- Directed by: Carl Bessai
- Screenplay by: Carl Bessai
- Based on: King Lear by William Shakespeare
- Produced by: Irwin Olian
- Starring: Bruce Dern; Anthony Michael Hall; Sean Astin;
- Edited by: Jay Fox
- Music by: Mark Orton
- Production companies: NeoClassics Films Raven West Films Ltd.
- Release date: April 22, 2017 (Nashville);
- Country: United States
- Language: English

= The Lears =

2017 film by Carl Bessai

The Lears is a 2017 American comedy-drama film and the adaptation of William Shakespeare's King Lear.

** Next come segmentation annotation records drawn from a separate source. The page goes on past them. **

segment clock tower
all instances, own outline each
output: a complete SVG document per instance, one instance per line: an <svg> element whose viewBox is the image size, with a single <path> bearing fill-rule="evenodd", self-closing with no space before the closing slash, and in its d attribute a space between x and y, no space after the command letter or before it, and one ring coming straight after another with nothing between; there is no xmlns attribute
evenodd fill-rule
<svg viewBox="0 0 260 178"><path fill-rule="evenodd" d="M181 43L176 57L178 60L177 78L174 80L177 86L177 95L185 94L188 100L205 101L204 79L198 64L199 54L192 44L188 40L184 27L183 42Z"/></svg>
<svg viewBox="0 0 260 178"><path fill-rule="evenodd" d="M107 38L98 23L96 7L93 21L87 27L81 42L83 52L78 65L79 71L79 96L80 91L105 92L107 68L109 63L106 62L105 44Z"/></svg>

Directed by Carl Bessai, it stars Bruce Dern, Anthony Michael Hall and Sean Astin.

==Plot==

On a family weekend, the father explodes a bombshell for his children that he will marry his assistant and everything gets complicated.

==Cast==
- Bruce Dern as Davenport Lear
- Anthony Michael Hall as Glenn Lear
- Sean Astin as Tom Cornwall
- Aly Michalka as Regan Lear
- Victoria Smurfit as Diana
- Nicholas Bishop as Kent Lear
- James Hoare as Rory Lear

==Production==
The film was shot in Malibu and Los Angeles.